The non-national-state investors care about the cost and roi.
And they’ll be subsidized such that they have a positive ROI
There's definitely an existential question around if fusion will ever be able to beat renewables plus batteries, but who knows with our energy demands ever increasing at some point renewables may hit a breaking point in land cost.
I'm generally pro-publicly funded research. There is not any direct ROI on say the LHC, but it does fund advanced manufacturing and engineering work that might enable other more practical industrial applications. The ROI might be a century away.
> At the risk of coming off as a nay-sayer, let's say engineering hurtles related to fusion power generation is overcome. How is the presumably high upfront capital costs going to compare with the ROI?
Does money even matter once fusion is attainable?
I'm not sure if you're being serious, but I'm going to assume you are. Let's say energy costs 1/10th it does today. That's far cheaper than I see anybody predicting fusion will be, but I think renewables will get there. How much does cheap energy change in the economy? What is bottlenecked by expensive energy at the moment? It turns out that matter, people, people's wants, still have a huge impact.

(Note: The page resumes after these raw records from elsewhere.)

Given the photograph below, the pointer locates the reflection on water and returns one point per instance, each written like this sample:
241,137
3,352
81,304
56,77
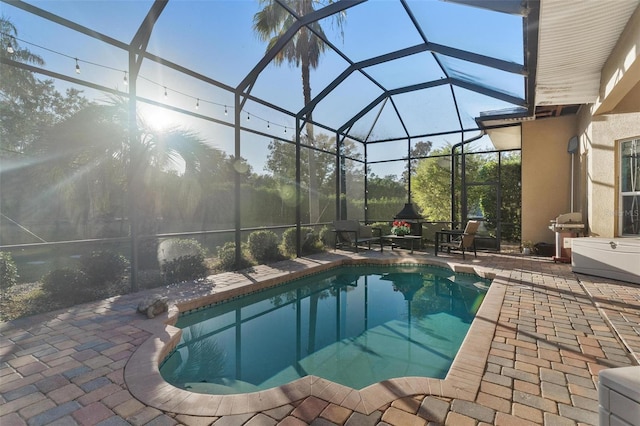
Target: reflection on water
353,325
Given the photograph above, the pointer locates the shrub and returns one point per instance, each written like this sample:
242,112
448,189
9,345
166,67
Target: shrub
67,285
103,266
184,268
227,258
263,246
173,248
8,271
328,237
310,241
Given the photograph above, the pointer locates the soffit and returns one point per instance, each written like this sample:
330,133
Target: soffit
575,40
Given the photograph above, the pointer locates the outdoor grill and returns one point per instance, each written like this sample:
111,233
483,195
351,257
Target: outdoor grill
566,226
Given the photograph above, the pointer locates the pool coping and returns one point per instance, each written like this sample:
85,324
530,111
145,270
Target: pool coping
143,379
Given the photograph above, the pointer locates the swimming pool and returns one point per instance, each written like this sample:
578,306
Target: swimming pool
353,325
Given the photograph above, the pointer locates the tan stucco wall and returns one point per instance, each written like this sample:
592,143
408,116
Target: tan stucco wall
620,78
598,171
546,175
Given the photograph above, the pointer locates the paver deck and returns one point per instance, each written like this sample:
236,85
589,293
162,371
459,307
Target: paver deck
553,332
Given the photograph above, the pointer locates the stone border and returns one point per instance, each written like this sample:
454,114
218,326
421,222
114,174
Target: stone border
143,379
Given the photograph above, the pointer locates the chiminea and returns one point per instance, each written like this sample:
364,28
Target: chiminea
410,215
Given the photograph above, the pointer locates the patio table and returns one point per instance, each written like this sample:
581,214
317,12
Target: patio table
444,236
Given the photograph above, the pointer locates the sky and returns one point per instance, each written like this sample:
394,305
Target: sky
215,38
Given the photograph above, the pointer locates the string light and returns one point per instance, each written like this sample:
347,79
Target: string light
12,42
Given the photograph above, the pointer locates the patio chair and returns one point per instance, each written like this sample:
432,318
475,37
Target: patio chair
351,233
462,241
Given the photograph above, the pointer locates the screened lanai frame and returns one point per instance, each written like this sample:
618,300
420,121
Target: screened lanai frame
451,80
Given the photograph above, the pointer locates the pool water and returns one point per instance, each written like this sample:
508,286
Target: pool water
354,325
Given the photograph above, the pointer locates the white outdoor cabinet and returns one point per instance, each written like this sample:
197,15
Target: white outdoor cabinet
616,258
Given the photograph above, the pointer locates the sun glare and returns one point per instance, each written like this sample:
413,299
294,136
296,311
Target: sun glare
158,119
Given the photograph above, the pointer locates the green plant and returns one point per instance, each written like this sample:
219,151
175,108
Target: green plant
8,271
103,266
184,268
310,241
327,237
67,285
227,258
263,246
385,227
173,248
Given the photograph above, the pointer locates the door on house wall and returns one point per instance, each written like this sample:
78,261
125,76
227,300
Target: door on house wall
629,218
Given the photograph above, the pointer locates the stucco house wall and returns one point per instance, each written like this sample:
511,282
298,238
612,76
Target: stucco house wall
546,175
599,169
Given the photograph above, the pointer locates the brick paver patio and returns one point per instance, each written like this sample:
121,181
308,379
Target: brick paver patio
555,331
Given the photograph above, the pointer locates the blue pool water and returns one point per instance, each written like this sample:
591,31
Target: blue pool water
353,325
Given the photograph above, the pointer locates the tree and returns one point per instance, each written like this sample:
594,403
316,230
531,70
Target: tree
281,164
432,186
304,51
420,150
510,196
28,109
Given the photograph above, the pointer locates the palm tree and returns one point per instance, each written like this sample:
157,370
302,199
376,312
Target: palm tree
89,155
304,51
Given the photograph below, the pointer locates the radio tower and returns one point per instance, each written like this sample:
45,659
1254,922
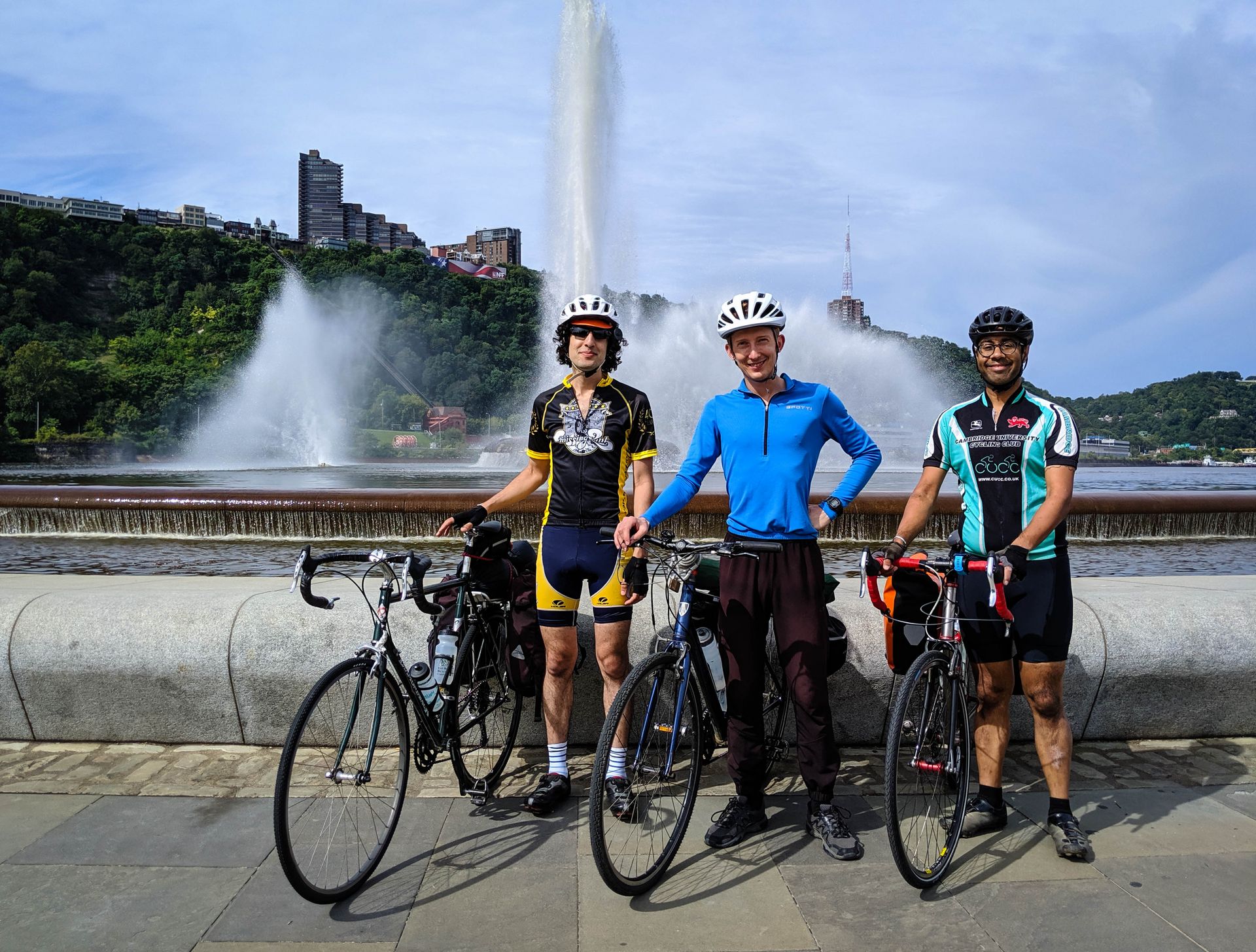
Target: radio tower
848,309
847,284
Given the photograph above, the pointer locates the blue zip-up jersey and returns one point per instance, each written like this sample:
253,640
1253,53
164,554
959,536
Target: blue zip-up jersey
769,455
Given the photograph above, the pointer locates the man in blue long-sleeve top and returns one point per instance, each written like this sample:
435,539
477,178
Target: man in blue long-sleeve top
768,432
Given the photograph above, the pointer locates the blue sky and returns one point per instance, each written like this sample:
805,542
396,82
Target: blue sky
1092,164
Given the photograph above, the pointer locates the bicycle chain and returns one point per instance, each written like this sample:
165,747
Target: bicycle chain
425,752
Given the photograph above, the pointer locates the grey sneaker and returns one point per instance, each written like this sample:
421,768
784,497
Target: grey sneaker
734,823
829,823
980,818
1070,842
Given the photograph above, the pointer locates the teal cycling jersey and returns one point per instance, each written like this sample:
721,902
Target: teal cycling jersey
1002,467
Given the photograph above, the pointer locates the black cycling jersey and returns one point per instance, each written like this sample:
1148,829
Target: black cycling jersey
1003,467
589,452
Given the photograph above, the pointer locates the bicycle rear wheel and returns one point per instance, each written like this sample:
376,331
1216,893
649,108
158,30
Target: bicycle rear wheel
927,752
487,710
330,833
778,705
633,851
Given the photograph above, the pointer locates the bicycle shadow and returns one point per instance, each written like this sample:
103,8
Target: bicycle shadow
1140,818
471,848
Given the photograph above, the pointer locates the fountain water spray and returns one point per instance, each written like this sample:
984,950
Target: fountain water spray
288,405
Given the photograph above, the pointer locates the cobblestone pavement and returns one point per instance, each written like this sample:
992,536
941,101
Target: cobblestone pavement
244,771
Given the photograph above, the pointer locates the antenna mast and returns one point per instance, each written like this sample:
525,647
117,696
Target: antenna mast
847,284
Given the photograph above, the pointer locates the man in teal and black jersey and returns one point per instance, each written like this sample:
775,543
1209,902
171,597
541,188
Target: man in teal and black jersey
1014,455
585,435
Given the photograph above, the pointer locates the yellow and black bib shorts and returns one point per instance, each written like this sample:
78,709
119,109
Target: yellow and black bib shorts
567,558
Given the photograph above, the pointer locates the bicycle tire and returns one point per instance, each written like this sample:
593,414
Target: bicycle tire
925,805
332,836
487,707
632,855
776,705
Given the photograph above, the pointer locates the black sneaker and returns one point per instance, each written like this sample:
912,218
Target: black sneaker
1070,842
980,817
550,792
734,823
622,799
829,823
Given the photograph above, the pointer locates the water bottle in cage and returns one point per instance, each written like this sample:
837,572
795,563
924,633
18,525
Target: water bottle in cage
715,662
426,684
442,660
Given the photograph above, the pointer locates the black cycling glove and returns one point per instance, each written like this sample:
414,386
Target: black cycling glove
475,516
1018,558
636,576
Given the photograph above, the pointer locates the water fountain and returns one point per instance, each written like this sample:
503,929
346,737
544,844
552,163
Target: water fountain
287,406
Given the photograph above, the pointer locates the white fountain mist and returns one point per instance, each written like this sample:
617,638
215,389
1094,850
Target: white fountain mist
585,94
677,359
288,405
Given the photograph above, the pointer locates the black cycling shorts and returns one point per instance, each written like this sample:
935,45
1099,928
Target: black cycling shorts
1043,607
565,559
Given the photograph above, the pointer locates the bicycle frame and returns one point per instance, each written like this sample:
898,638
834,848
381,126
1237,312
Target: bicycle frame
439,729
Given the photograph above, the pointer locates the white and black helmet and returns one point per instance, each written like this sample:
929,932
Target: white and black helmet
753,309
591,306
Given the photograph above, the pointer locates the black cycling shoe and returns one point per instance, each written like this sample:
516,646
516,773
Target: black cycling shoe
1070,842
622,799
734,823
980,817
550,792
829,823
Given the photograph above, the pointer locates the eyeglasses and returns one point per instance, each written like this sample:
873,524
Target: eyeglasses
986,348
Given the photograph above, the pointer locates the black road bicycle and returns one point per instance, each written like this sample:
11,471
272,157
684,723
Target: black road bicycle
670,718
928,745
343,770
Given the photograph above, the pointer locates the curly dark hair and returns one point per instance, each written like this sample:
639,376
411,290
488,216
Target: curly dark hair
616,343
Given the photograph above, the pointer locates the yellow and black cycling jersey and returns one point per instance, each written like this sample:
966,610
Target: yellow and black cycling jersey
589,452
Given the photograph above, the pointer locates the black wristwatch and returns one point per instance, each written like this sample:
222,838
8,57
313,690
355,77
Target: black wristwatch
835,504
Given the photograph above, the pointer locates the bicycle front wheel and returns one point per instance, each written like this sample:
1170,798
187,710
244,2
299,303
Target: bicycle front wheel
633,847
487,710
927,752
333,817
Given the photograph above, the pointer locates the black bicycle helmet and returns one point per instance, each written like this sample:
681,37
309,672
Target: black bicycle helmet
1002,321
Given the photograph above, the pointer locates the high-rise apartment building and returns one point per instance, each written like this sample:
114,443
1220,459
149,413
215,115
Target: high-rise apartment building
499,247
319,192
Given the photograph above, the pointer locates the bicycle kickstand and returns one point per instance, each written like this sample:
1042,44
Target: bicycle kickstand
479,793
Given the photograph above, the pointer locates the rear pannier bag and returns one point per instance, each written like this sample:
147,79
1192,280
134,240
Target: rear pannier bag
910,595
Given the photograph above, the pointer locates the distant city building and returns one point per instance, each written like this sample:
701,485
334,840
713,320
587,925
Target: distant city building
97,210
319,194
1099,446
499,247
191,215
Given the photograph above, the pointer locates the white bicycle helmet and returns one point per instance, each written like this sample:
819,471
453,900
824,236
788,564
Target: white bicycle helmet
753,309
591,306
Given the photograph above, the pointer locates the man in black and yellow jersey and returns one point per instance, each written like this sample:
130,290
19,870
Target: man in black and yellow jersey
585,434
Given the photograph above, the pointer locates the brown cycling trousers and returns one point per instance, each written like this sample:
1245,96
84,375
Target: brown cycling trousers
786,587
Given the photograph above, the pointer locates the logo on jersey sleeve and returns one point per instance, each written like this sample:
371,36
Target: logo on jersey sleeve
584,435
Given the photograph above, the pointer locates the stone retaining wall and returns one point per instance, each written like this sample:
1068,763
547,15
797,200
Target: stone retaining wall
228,660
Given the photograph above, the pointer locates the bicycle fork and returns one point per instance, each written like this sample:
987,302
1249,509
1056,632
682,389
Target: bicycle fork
672,730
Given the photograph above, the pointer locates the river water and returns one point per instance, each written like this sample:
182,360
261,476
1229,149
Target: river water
146,555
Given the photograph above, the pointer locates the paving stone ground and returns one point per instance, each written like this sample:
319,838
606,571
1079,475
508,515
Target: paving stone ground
151,847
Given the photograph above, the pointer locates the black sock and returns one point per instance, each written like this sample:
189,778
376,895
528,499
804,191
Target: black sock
992,796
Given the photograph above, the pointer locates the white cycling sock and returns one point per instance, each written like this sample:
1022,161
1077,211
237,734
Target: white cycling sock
558,759
617,763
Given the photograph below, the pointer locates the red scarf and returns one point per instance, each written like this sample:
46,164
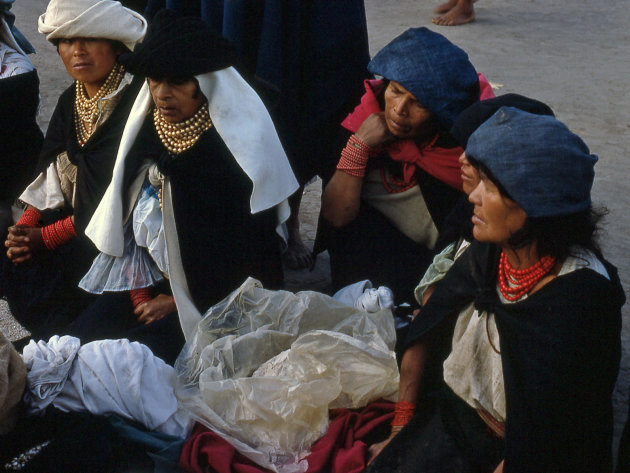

Make all energy free. What does that change? It lowers operating costs for many things, but up front capital costs are still there. Land still matters. Food still matters.
Money will still matter. Allocation of time, of resources, all that still matters a lot. Energy is big for the economy, but if its free we shift our focus to other matters of logistics.
If energy was truly free, it would revolutionize the economy and would fundamentally change how money matters.